What did the attorneys claim as an affirmative defense on behalf of the high school? Except that the victim was to blame:
That was just stupid. Someone went through the laundry list of possible claims and said the rape victim was responsible for an attack?
And you know that this was pointless cut and paste because “risk taking” was also introduced. However, when New York passed a Comparative Negligence Act (CPLR 1411) it erased the concept of risk-taking as an absolute barrier to recovery except for the limited cases of sporting events. (See Trupia versus Lake George Central School District). It wouldn’t apply here in any context.
(The actual facts of the incident are unknown to me beyond the Post’s story and are not put up for discussion here.)
Now I know what some people think – what’s the harm in throwing crap in “just in case”? And the answer is threefold:
First, there is no real benefit as pleadings (e.g. a reply) can be changed and such changes must be approved. Even until the time of the negotiation. Even in court. One of the share motions at the end of a trial says, “I’ll change the pleadings to match the evidence.” Sometimes a judge asks if you have anything special in mind. Sometimes not.
Second, the lawyer gave the press a headline to the detriment of the client. One thing that a lawyer has to keep in mind with every public filing: How can the press pick up and misinterpret this statement in order to embarrass my client? And blaming someone free of charge for saying she was damned raped fits that bill perfectly.

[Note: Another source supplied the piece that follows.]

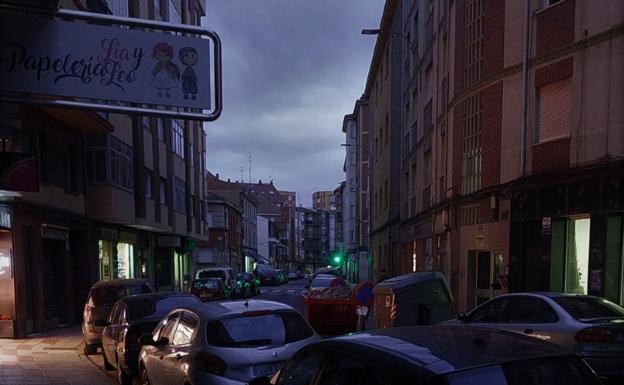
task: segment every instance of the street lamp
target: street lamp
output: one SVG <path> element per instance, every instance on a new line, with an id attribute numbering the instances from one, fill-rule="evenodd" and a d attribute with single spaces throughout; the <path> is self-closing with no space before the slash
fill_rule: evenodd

Third, and possibly the worst. During the trial, an accomplished plaintiff’s attorney will read the defense and ask the school’s witnesses why they accused the victim. There is only one answer that can possibly be given: the lawyer did it.
(I did this once when a patient was burned during an operation: how, dear doctor, was the patient’s fault that she was burned during anesthesia?)
And when that happens, everything else the lawyer says will be looked sideways by the jury. If the lawyers blame the victim, why do they believe something they say?
It was like kicking football in your own goal.